While we like to think of ourselves as a groundbreaking generation in this regard, our challenge is nothing new. As William Powers reminds us in Hamlet’s Blackberry, our internal tug of war between distraction and focus is as old as the South Dakota hills, and we have—and have always had—the power of choice. Do we check our email for the sixth time in an hour or maintain eye contact with the person in front of us? Do we preoccupy ourselves thinking about the perfect status that describes what we are doing or do we remain immersed in the experience?
How do you manage your use of information and communication technology? What balance works for you, and has it evolved over time?
Been missing you! Love your post!
Thanks, Kelsey!
Lisa, I also read Thurston’s article in Fast Company and have been thinking about how to at least slow down my connectivity. I found myself envying my daughter’s stay at overnight camp, where no devices are allowed.

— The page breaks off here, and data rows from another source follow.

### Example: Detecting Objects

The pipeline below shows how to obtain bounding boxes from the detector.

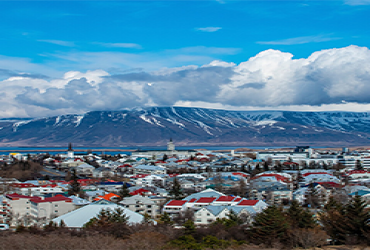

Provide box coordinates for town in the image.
[0,139,370,249]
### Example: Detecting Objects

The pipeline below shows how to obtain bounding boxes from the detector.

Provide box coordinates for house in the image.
[119,195,160,218]
[30,195,75,225]
[76,163,95,176]
[235,199,268,213]
[53,199,144,228]
[133,165,166,175]
[162,200,188,216]
[194,205,256,225]
[3,193,36,226]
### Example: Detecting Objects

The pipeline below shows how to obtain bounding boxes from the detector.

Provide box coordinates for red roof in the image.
[130,188,150,195]
[6,193,35,200]
[166,200,187,207]
[215,196,235,202]
[11,183,37,188]
[252,174,289,182]
[348,170,369,175]
[316,181,343,188]
[130,174,150,179]
[232,172,249,177]
[302,172,332,177]
[195,197,217,203]
[283,161,299,165]
[238,200,259,206]
[30,194,72,203]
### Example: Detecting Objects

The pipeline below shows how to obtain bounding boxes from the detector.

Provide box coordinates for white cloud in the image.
[0,46,370,117]
[96,43,142,49]
[344,0,370,5]
[37,40,76,47]
[257,35,342,45]
[195,27,222,32]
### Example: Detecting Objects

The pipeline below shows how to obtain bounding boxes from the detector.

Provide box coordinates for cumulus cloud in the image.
[196,27,222,32]
[257,35,342,45]
[0,46,370,117]
[38,40,76,47]
[344,0,370,5]
[96,43,142,49]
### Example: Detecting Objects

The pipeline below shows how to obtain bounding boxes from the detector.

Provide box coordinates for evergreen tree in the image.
[68,169,81,195]
[118,183,131,200]
[286,200,317,229]
[251,206,289,246]
[355,160,364,170]
[169,177,183,200]
[159,212,173,225]
[263,161,270,172]
[184,219,195,235]
[319,197,346,244]
[305,183,322,208]
[345,195,370,243]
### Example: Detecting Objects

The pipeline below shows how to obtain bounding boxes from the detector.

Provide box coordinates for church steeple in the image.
[167,138,175,151]
[67,143,75,158]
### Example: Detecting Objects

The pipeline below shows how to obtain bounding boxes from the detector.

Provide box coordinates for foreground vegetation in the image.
[0,197,370,250]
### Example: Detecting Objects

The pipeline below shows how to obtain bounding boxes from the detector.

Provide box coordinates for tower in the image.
[167,138,175,151]
[67,143,75,158]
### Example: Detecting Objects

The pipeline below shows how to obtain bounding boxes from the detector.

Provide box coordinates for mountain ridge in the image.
[0,107,370,147]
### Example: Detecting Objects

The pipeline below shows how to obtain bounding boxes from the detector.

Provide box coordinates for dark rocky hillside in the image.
[0,107,370,147]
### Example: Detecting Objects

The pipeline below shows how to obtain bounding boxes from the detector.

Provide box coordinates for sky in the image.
[0,0,370,118]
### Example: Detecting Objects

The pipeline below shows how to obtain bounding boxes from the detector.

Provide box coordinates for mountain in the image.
[0,107,370,147]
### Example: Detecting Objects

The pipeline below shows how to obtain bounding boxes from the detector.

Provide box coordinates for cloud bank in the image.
[0,46,370,117]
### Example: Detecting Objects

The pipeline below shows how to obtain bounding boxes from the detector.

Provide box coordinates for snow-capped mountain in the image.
[0,107,370,147]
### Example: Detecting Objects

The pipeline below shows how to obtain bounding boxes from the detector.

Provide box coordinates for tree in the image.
[319,197,346,244]
[263,161,270,172]
[184,219,195,235]
[355,160,364,170]
[162,154,168,161]
[345,195,370,244]
[251,206,289,246]
[169,177,183,200]
[286,200,317,230]
[118,183,131,200]
[212,173,224,192]
[304,183,322,208]
[159,212,173,225]
[84,208,129,238]
[68,169,81,195]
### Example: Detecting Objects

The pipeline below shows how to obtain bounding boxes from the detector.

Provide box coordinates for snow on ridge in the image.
[139,113,154,125]
[13,120,32,132]
[195,121,213,135]
[73,115,84,127]
[252,120,277,126]
[54,116,60,126]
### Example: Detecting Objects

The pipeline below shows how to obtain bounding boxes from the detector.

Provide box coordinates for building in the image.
[67,143,75,159]
[53,199,144,228]
[119,195,160,218]
[30,195,75,225]
[133,165,166,175]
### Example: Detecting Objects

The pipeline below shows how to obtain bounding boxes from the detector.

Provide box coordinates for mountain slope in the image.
[0,107,370,147]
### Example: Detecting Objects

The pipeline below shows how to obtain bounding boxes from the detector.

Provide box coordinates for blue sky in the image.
[0,0,370,117]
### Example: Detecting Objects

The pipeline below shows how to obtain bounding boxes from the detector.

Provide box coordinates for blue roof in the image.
[349,190,370,196]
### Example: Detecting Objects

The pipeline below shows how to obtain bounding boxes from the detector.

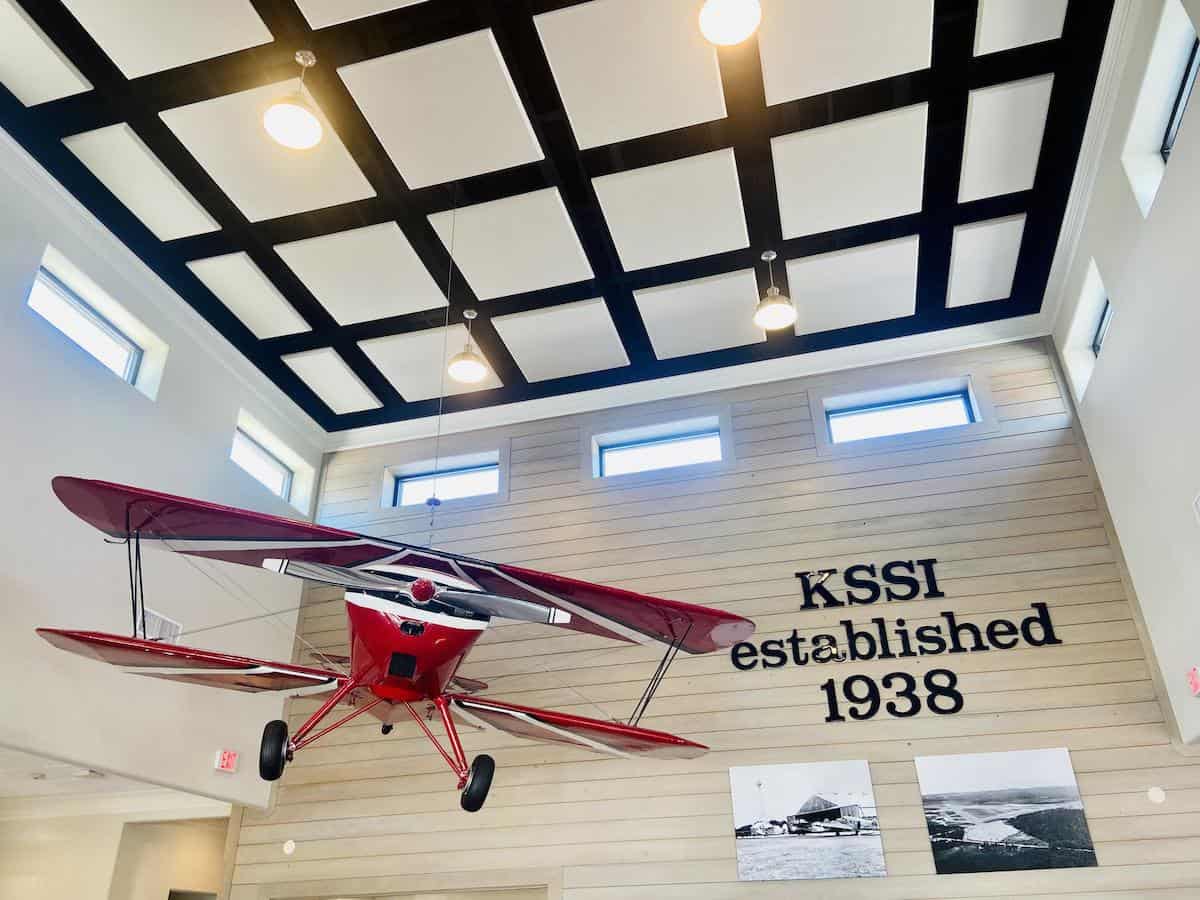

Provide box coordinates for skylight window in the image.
[1092,300,1112,356]
[29,268,143,384]
[392,463,500,506]
[826,391,976,444]
[600,428,721,478]
[229,427,295,500]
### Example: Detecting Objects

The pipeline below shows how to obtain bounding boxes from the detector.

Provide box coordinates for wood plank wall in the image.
[225,341,1200,900]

I’d like to say our summer vacation might be a way out, but realistically, a cell phone will make the trip go much more smoothly. Complaining about the Internet feels like complaining about having too much food — it has given us so much in terms of connecting with wonderful people we would never have met without the Internet, finding topics to write about, learning from others. I think the solution for me may be self-governance: setting up rules for when to use, how long, etc., at least until new habits form.
Frances, I think you are spot on about self-governance. The surprising thing for me is that what I thought I’d learned in terms of self-management skills in the past doesn’t automatically transfer to what I need for working and living online–sometimes I feel I’m starting all over!